I want to leave the formatting of the target cell untouched.

I tried changing  the xlPasteAll to xlPasteValues but that leaves prefixcharacter unchanged.

no points yet but keep trying.

rberke

by the way, as a workaround, I am temporarily using this code which saves some formatting, then restores it.  I could extend that technique, but there are dozens of different formats that I would have to code, so I really hate the approach.

                        Dim savStyle, savFormat
                        savStyle = cel.Style
                        savFormat = cel.NumberFormat
                        cel.ClearFormats
                        cel.Style = savStyle
                        cel.NumberFormat = savFormat
This is a known issue, and a pain in the behind for sure. This is the routine I use for it, although it's basically doing the same thing Martin posted. I use this because I can drop it anywhere (stored in my Personal.xlsb file), which uses the last cell (down one) to use as a temporary place to house the value.

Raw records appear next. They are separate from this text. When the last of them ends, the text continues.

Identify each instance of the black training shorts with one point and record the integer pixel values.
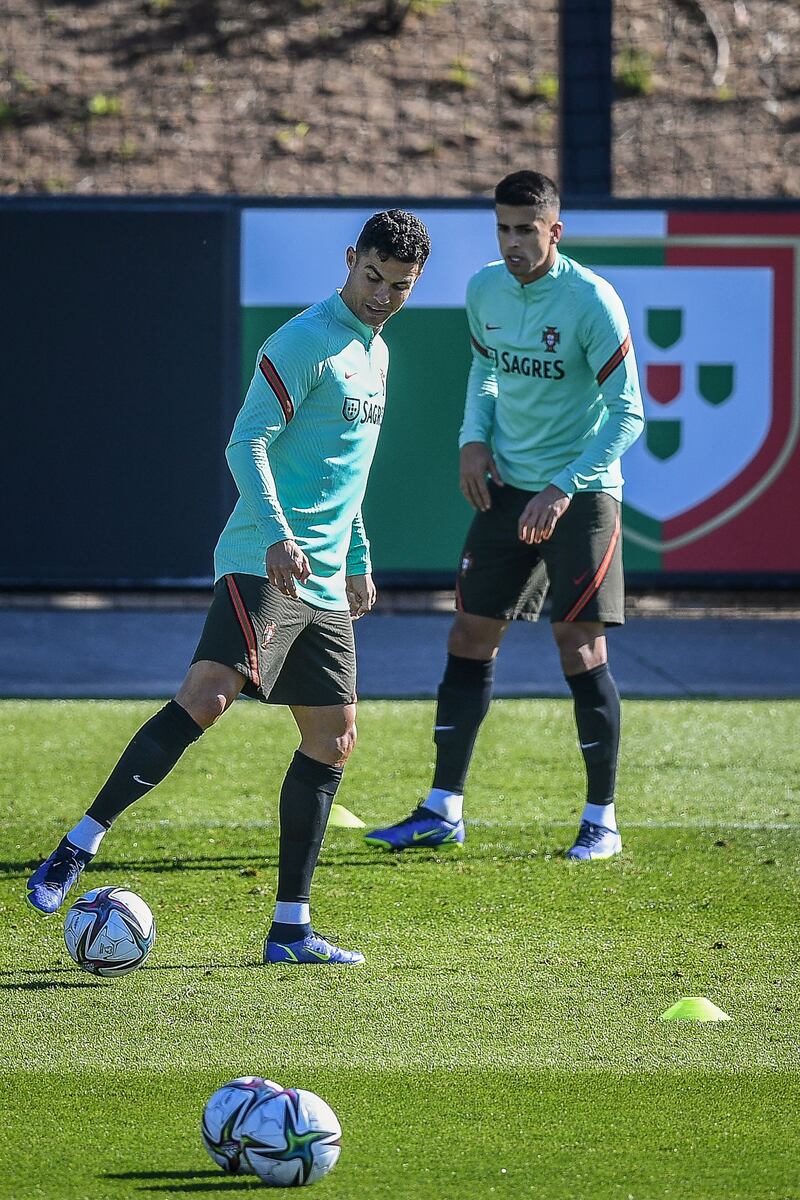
(582, 564)
(289, 652)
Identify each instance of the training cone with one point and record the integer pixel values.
(344, 819)
(695, 1008)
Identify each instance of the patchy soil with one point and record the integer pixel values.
(415, 97)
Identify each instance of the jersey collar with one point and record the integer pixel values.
(346, 317)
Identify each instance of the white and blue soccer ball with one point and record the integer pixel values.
(292, 1139)
(223, 1115)
(109, 931)
(289, 1138)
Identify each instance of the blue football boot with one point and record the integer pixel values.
(312, 949)
(421, 829)
(595, 843)
(55, 876)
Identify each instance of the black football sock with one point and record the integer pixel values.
(148, 759)
(463, 701)
(597, 717)
(306, 798)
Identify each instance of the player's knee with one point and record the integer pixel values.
(475, 637)
(346, 744)
(581, 646)
(205, 708)
(205, 694)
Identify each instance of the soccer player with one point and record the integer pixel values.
(292, 571)
(552, 402)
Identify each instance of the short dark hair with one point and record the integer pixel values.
(529, 189)
(396, 234)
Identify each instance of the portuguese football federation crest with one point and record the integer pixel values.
(551, 337)
(717, 430)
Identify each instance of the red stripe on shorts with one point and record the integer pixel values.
(242, 617)
(600, 575)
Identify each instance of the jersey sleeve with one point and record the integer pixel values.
(288, 367)
(606, 339)
(358, 557)
(482, 381)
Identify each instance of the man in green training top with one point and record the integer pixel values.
(552, 403)
(292, 571)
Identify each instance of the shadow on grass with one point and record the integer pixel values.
(37, 982)
(164, 867)
(184, 1181)
(46, 984)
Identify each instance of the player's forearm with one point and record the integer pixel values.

Just call it (like the TestReplace() routine) and pass the range you want it to work on (the selection is what's used in the example)...
Sub TestReplace()
    Call ReplaceApostrophe2010(Selection)
End Sub

Sub ReplaceApostrophe2010(ByVal ReplaceCells As Range)
    Dim WS                      As Worksheet
    Dim rCell                       As Range
    Dim rLast                   As Range
    Dim vSET                    As Variant
    Set WS = ReplaceCells.Parent
    Set rLast = WS.Cells.SpecialCells(xlCellTypeLastCell).Offset(1)
    For Each rCell In ReplaceCells
        If rCell.PrefixCharacter = "'" And rCell.HasFormula = False Then
            vSET = rCell.Value
            rCell.Copy: rLast.PasteSpecial xlPasteFormats
            rCell.ClearContents
            rLast.Value = 1
            rLast.Copy: rCell.PasteSpecial xlPasteAll, xlPasteSpecialOperationMultiply
            rCell.Value = vSET
        End If
    Next rCell
    rLast.Delete xlUp
    Application.CutCopyMode = False
End Sub

Open in new window


EDIT: added portion to retain formatting.

HTH

Regards,
Zack Barresse
With Selection
    .Formula = "'test"  '  this turns on prefixcharacter.  I can't figure out how to turn it off
    '.Value = "test"     ' I think this worked in Excel 2003, but definitely does not in 2010
    Range("E1").Select
    Range("E1").Style = .Style
    Selection.Copy
    .PasteSpecial Paste:=xlPasteAll, Operation:=xlAdd, SkipBlanks:= _
        False, Transpose:=False
    .Style = Range("E1").Style
    Range("E1").Style = "Normal"
    MsgBox .PrefixCharacter & .Formula

  Application.CutCopyMode = False

Open in new window

Well, it seems if you put the format back the apostrophe will follow it as well. I didn't know that. It's unfortunate to say the least.

What Martin provided will put the Style applied back on it, but not any additional formats. Would it be something where you could just use the Style? Or perhaps you could manually set the formats you want to put back on?

Zack
For an XML format workbook, you can edit the source XML but I'm not aware of any programmatic access to just remove the prefix character.
To all future responders:  I DO NOT WANT TO CLOBBER ANY FORMATTING !!!

All the solutions so far clobber the target cell formatting.

Zack,  I think you are finally getting that point.  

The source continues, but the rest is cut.